O rosto do velho reitor e bibliotecário permaneceu igual. Seu olhar, suas feições, tudo continuou o mesmo, impassível. Mas por um milésimo de segundo Alster quase alcançou o estado de descontrole, foi uma ação rápida, tão rápida que quase passaria despercebida, mas aquelas três figuras, e Ciris, sentiram. Uma fúria aterrorizante preencheu o ambiente e sumiu tão rápido quanto surgiu, crescendo e diminuindo em um espaço de milésimos.
Como se nada tivesse acontecido Alster se pronunciou novamente: — Vocês conseguiriam me dizer o que é essa... — de repente as palavras não saíram, o mesmo não sabia bem como colocar aquilo em palavras, pois por mais que odiasse admitir, Salomão estava certo, ele realmente não sabia nada sobre o abismo, apenas que era perigoso e que quando se descontrolava consumia tudo apagando o que fosse da existência. Não havia livro algum sobre aquilo, ao menos não que Alster os conhecesse, mas não duvidaria que Salomão tivesse os poucos exemplares escritos. — ...mancha? — Alster não tinha certeza sobre a palavra que escolheu, mas se seus convidados entendessem, então serviria. — ...enfim, essa coisa que está com eles. O que é? — Encarou a figura encoberta pela escuridão de suas vestes.
As três figuras se entreolharam brevemente e parecendo terem concordado com algo, o líder logo se pronunciou.
— Não é uma mancha comum do abismo, foi o trabalho de alguém que entende o mínimo, é simplesmente uma porção inerte. É uma técnica antiga, já que a escuridão do abismo não costuma interagir com nada conhecido, costumamos usar porções sem reação, inertes, como uma espécie de defesa contra detecção.
Alster ficou em choque assim que compreendeu a ideia, mas ainda que estivesse, sua boca se moveu.
— Tudo feito apenas para esconder o que quer que esteja dentro, certo? — questionou, mesmo já sabendo a resposta.
Percebendo que era uma pergunta retórica, o líder das três figuras trajando preto, apenas balançou sua cabeça positivamente, mas não ousou falar nada.
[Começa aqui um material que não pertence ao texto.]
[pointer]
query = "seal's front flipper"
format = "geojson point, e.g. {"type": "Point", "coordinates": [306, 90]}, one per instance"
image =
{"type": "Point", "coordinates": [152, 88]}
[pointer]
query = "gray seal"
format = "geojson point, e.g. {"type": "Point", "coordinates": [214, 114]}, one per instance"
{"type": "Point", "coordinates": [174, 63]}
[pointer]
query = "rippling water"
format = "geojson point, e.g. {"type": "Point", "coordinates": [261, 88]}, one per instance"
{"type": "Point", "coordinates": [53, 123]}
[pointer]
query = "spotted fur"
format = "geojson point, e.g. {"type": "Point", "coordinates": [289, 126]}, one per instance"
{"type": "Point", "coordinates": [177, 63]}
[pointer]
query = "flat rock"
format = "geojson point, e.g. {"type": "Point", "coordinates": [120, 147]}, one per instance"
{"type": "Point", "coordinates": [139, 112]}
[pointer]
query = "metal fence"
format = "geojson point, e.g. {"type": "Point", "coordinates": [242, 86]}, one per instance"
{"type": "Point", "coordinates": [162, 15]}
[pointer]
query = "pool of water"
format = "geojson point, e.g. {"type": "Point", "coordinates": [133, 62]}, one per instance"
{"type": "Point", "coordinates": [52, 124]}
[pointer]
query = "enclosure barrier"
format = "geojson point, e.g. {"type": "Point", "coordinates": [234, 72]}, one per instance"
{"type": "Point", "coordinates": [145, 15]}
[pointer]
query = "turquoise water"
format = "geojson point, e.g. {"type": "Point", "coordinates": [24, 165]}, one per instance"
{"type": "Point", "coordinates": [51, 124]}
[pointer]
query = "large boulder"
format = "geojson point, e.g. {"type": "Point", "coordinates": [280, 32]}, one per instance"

Apesar de seu rosto e tom atuais não expressarem raiva, os olhos de Alster estavam afiados, mais afiados do que qualquer navalha que aquelas figuras já tenham visto.
— Ciris! — Alster irrompeu de forma contida, ele não queria parecer um descontrolado e assim que sua atendente demonstrou reação já logo a incumbiu de um trabalho sem sequer se importar com a presença daquelas três figuras no recinto. — Emita um aviso, uma autorização de interferência está sendo solicitada, e destrua aquelas coisas, seja lá o que estiver escondido dentro de cada uma delas.
Ainda encarando aquelas três figuras, ou melhor, encarando um horizonte distante, encarando um passado no qual outro velho como ele esteve ali presente, os olhos de Alster emitiram um brilho assustador.
— Você ainda há de pagar com sua vida Salomão! — sibilou em voz baixa, uma emitida em uma frequência inaudível para humanos e uma porção de outras raças, pois aquela frase fora proferida em sua língua materna. — Eu juro! — completou.